TaylorMade-adidas distances itself from Sergio Garcia
Sergio Garcia may not receive a fine, suspension, or any other type of discipline from the European and PGA Tours, but the financial and other ramifications for the Spanish golfer’s racially insensitive remarks could be punitive.
Garcia, who apologized on Wednesday to the tours, Woods, and “anybody I could have offended” by his fried chicken comment has already heard from his primary sponsor, TaylorMade-adidas, which distanced itself from the embattled player.
“Sergio Garcia’s recent comment was offensive and in no way aligns with TaylorMade-adidas Golf’s values and corporate culture,” the company said in a statement. “We have spoken with Sergio directly and he clearly has regret for his statement and we believe he is sincere. We discussed with Sergio that his comments are clearly out of bounds and we are continuing to review the matter.”
Garcia said he met with officials from both tours, who had accepted his apology and would not mete out any punishment for his inflammatory remark.
“As soon as I left the dinner, I started getting a sick feeling in my body,” Garcia told reporters gathered for this week’s BMW PGA Championship in England. “I didn’t really sleep at all last night. I felt like my heart was going to come out of my body. I had this sick feeling all day.”
Chances are, that queasy feeling won’t go away soon for the eight-time PGA Tour winner, whom Woods earlier chastised via Twitter.
“Maybe the most important half hour or 45 minutes coming up in his life really, never mind his career,” Golf Channel’s Tim Rosaforte said prior to Garcia’s presser. “He’s not going to turn it around, he’s not going to walk away from this....This is going to hurt. I don’t know if it’s a ‘death sentence’ but it's something that lingers with you forever.”
The repercussions of Garcia’s remark are likely to be widespread. GC Morning Drive co-host Damon Hack, said during an extended episode of the program that Garcia would have to answer for his incendiary remarks for some time.

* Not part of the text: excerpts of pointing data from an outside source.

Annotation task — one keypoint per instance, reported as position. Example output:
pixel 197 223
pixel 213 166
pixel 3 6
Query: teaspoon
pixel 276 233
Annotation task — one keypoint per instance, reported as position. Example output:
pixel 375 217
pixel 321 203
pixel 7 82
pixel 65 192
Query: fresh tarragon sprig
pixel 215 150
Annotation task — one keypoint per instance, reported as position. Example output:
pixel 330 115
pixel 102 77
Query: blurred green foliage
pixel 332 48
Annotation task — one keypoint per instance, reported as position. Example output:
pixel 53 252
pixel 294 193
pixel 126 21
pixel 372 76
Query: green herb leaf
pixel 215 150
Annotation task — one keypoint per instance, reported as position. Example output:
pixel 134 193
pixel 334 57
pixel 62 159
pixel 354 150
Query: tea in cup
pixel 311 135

“Sergio is going to have a lot of apologies to make going forward, to Tiger, he’s going to have to answer a lot of questions from reporters,” Hack said after Garcia’s presser. “He’s going to have to pay the price for the next year, next five years, next 10, we don’t know. It will all be how Sergio handles his behavior going forward.”
Hack, an African American sportswriter who’s worked for Sports Illustrated and the New York Times, said Garcia’s racially tinged remarks changed everything.
“It’s going to be hard for me to get past this,” Hack said. "Previous to this, I’ve a had great relationships with Sergio....He’s looked me in the eye and shaken my hand...but this is something that I have to add to the calculus in my view of Sergio.
“This is a hurtful comment...this stings me and it hurts me and I'm sad for Sergio, I’m sad for Tiger, I’m sad for the game of golf that we have to even talk about this,” Hack stated. "But no question the next time I look across from Sergio, will this cross my mind? Absolutely it will.”
Hack added that Garcia would have to deal with repercussions of his remark for some time to come.
“This was a huge mistake. It was brewing, it was growing over the last 10 days to two weeks," Hack said, referring to the escalating war of words between Woods and Garcia that began at The Players Championship. "Now he finds himself in a sticky wicket that he’s going to take a long time extricating himself from.”